Cheers and Jeers is a weekday coping mechanism from the great state of Maine.
A’ Marchin’ We Done Went Again
The first thing they blasted through the sound system from the stage in Monument Square was a reminder to be on the alert for plainclothes government types who might be present to cause trouble by starting trouble—a push, a shove, an inexcusable mispronunciation of “Ayuh”—during our No Kings 3.0 protest in Portland Maine Saturday. We needn’t have worried. Days before the event I started a rumor throughout the plainclothes government type community that if we discovered any in their ranks lurking about, we’d smother them with kisses and give them a lifetime case of “libtard cooties,” for which there is, thanks to RFK Jr. canceling the research, no vaccine.
To recap the reason for being out in the streets on a Saturday afternoon: the American people, finding Democrats too competent and pro-Constitution for their liking, decided to turn the US of A back over to the guy already deemed by history as the dumbest, cruelest, dementia’est, least-prepared but most power-mad Constitution shredder in history. A...king, if you will. So back to the streets we went.
As with every city, town and hamlet in America, turnout was record-breaking for our third collective primal scream in defense of democracy. Here at home it was a beautiful but unseasonably-cold day. But the 20-degree wind chill interfered not a bit with our ability to make our joyful angry voices heard.
This morning C&J jettisons our usual format to bring you scenes from our Bill in Portland Maine Appreciation Day No Kings 3 event. These images were secretly downloaded onto microfilm and smuggled out at great personal risk via our network of I.C.E.-evading squirrels and freedom-riding capuchin monkeys on horseback. Feel free to drop your own pics and thoughts in the comments.
To everyone who turned out from sea to shining, angry sea—yes, including the Gulf of MEXICO—thank you for showing up. We may not have solved our country’s problems with our marches and rallies, but we sure let our country know that the joint is teeming with righteously-angry problem solvers.
And any politician, business, university, or religious institution that hasn’t resolved to stiffen their spines and boost their efforts to save democracy after surveying the tidal wave of patriotism that swept over the nation Saturday? You’re officially part of our little—and, I assure you, temporary—fascism problem. We won’t forget.
This was the scene at Monument Square—in the shadow of our Civil War Monument (“To Her Sons Who Died For the Union”)—during the speeches and tunes of the main rally...
Wall-to-wall patriots.
There were signs a’ plenty...
I believe this artwork is now headed to the Louvre.

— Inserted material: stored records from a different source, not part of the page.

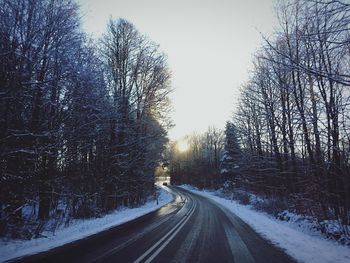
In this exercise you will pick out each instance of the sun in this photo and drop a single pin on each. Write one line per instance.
(182, 146)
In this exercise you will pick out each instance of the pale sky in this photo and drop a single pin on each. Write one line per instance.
(209, 45)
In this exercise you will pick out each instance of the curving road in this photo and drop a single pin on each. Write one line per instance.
(190, 229)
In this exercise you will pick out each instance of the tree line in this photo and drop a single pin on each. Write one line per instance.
(83, 123)
(198, 164)
(289, 138)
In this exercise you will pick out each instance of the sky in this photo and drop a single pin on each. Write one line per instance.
(209, 45)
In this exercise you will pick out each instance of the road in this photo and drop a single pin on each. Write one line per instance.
(190, 229)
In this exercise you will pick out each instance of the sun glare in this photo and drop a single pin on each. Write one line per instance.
(182, 146)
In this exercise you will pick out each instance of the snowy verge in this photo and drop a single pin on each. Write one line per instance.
(299, 245)
(79, 229)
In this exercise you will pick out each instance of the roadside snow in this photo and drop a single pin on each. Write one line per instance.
(79, 229)
(301, 246)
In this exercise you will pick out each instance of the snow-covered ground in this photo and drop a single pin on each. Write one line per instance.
(79, 229)
(299, 244)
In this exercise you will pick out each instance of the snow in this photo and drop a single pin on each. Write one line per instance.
(79, 229)
(299, 244)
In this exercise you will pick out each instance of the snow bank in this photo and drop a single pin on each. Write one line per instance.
(79, 229)
(301, 246)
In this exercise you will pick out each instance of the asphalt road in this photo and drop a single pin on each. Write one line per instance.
(190, 229)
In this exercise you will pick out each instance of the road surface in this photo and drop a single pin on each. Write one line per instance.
(190, 229)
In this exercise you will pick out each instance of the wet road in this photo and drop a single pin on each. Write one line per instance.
(191, 229)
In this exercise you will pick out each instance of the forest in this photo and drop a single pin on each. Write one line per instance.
(289, 139)
(83, 122)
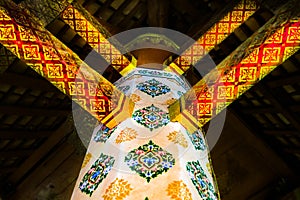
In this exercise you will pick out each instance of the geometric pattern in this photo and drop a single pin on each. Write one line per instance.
(103, 134)
(177, 138)
(214, 36)
(38, 8)
(196, 139)
(127, 134)
(151, 117)
(86, 160)
(200, 180)
(149, 160)
(118, 189)
(84, 25)
(96, 174)
(40, 50)
(153, 88)
(178, 190)
(262, 52)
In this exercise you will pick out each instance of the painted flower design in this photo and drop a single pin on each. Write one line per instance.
(199, 178)
(153, 88)
(151, 117)
(149, 160)
(96, 174)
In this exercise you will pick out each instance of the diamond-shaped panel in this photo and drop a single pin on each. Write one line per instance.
(151, 117)
(153, 88)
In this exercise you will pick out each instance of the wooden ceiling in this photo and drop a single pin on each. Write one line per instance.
(256, 157)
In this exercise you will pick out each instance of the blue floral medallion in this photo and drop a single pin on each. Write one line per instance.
(103, 134)
(149, 160)
(151, 117)
(153, 88)
(96, 174)
(200, 181)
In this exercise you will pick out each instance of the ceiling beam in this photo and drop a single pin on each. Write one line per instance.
(276, 103)
(278, 132)
(27, 82)
(15, 153)
(10, 134)
(289, 80)
(31, 111)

Trump’s Achilles heel was joyfully exploited...
The dogs showed up with a beef: the soaring cost of beef and beef byproducts...
Aww...they got his color just right.
I’m awarding the Grand Prize for Best Sign/Prop to this good trouble maker:
The sign above the boot says “Lick Me Harder.”

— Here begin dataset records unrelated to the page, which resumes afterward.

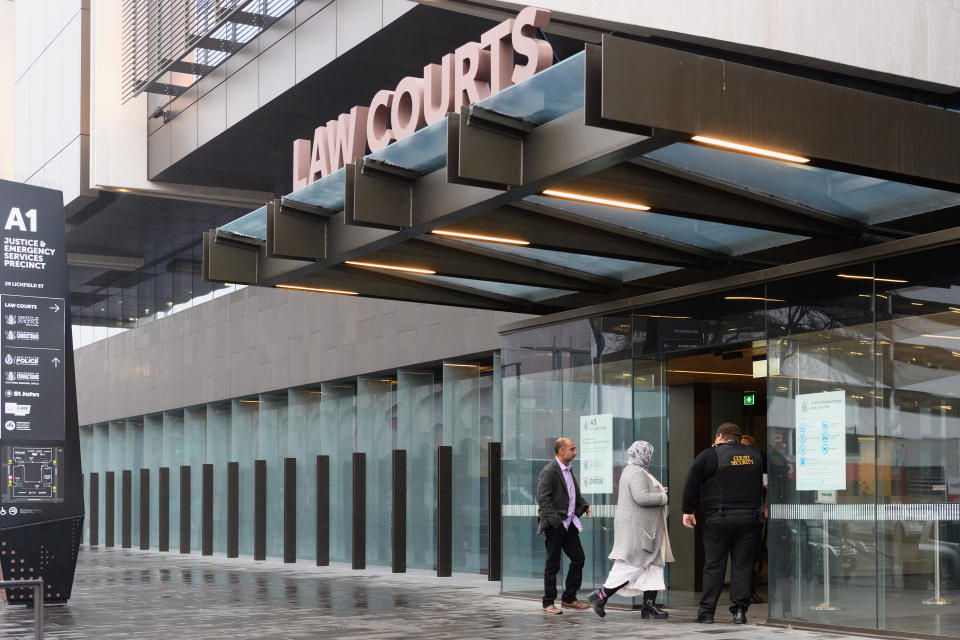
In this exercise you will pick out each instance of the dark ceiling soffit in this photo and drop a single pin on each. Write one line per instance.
(457, 259)
(590, 29)
(685, 195)
(561, 150)
(407, 287)
(644, 86)
(796, 218)
(651, 248)
(890, 249)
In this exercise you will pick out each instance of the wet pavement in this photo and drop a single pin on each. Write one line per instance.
(123, 594)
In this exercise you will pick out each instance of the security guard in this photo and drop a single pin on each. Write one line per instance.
(728, 477)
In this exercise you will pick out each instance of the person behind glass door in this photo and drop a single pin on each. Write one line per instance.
(560, 503)
(728, 478)
(641, 545)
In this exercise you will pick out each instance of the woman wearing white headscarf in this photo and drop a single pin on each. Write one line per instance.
(641, 546)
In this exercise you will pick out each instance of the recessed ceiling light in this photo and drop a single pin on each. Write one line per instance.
(391, 267)
(712, 373)
(745, 148)
(753, 298)
(481, 238)
(850, 276)
(648, 315)
(296, 287)
(566, 195)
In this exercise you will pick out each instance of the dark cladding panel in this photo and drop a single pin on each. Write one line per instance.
(323, 511)
(444, 511)
(259, 509)
(399, 511)
(233, 509)
(206, 511)
(647, 87)
(144, 509)
(163, 515)
(289, 509)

After the rally in Monument Square, we took to the streets...
Clever sign in the upper right: “No King Any Time.”
Sign in the window of our legendary independent bookseller Longfellow Books that was seen in others, too:
In conclusion...
And one final shot from in front of a men’s hair salon, totally unrelated, but it’s my diary and I’ll post what I want...
Afterward I went home and took a nap. But I assure you it was a rebellious commie protest nap.
Thank you for your attention to this matter.